Thanks - I'll try this when I get home, tonight.

I don't have the DRI section in xorg.conf - atm it's just a default xorg.conf with "vesa" replaced with "radeonhd" - I'm working on a new install.

I unmasked the whole ~amd64 branch but I haven't updated X since that - I think I'm currently on 7.2.

I'll look for mesa. I do recall glxinfo listing Mesa in the first few lines of output, before all the supported GL_ constants.

----------

## Charlie.

After doing a full update of world and explicitly emerging mesa and xorg-x11, I have achieved DRI! I have also managed to resolve all AIGLX warnings and errors in Xorg's log.

glxgears runs smoother, now, but reports a lower frame rate. I think the earlier one was incorrectly reported.

All that's left to do is get Compiz up on my XFCE box instead of XFWM.

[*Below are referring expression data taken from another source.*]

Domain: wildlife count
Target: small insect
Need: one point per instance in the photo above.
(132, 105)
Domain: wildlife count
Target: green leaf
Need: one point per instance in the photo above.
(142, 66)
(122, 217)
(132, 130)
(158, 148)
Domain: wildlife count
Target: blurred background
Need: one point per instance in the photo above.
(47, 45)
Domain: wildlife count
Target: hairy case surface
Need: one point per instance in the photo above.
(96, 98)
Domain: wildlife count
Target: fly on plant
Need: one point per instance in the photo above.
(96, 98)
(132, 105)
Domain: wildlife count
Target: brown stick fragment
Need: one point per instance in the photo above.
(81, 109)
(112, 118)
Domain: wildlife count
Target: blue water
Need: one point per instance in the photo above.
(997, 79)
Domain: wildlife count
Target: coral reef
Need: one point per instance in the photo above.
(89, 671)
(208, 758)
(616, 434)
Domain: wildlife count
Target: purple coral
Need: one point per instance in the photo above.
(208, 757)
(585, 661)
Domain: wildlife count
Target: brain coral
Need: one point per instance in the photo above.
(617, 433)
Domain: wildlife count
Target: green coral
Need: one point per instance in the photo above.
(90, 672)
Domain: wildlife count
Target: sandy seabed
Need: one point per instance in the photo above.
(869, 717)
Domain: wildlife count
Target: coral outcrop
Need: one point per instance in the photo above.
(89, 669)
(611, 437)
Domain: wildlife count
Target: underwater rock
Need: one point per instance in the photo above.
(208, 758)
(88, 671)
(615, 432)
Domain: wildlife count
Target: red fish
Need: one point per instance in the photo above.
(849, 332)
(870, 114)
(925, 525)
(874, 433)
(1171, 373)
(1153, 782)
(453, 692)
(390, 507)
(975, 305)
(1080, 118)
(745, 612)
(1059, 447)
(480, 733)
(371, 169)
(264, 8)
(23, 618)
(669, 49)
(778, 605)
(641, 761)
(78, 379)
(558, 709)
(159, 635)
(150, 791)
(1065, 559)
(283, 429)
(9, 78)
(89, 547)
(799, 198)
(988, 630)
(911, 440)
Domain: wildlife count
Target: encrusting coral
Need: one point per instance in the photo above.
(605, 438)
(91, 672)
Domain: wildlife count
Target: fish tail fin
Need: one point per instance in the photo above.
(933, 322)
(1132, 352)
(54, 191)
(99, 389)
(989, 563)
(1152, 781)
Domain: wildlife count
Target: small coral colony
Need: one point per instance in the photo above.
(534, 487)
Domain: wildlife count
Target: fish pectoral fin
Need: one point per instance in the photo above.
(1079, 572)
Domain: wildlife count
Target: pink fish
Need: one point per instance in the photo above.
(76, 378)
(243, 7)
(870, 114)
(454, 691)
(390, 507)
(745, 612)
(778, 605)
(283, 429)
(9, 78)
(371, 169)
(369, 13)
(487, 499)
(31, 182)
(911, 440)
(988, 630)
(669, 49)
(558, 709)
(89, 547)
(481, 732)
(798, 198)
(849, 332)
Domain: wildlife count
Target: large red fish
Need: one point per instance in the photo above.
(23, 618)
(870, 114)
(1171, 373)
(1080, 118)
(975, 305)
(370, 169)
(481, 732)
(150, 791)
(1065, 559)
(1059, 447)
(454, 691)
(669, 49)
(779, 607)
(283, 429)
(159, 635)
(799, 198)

https://forums.gentoo.org/viewtopic-p-5265770.html#5265770

----------

## VinzC

Out of curiosity, what frame rate does glxgears now prompt?

----------

## Charlie.

Just under 700 on my X1900XTX with a bunch of stuff running - I wasn't in proper benchmark mode.

----------

## rodoke

VinzC: Did you just happen to be running the unstable versions of X.org and mesa, or did you upgrade in order to get DRI working? I'm on the stable versions of both packages now. I really don't want to de-keyword xorg-x11 unless I've got no other choice.

----------

## VinzC

 *rodoke wrote:*   

> VinzC: Did you just happen to be running the unstable versions of X.org and mesa, or did you upgrade in order to get DRI working? I'm on the stable versions of both packages now. I really don't want to de-keyword xorg-x11 unless I've got no other choice.

 

I had to de-keyword as mentioned above to run the latest Xorg stuff. I'm not using hard masked packages at all, just ~packages.

----------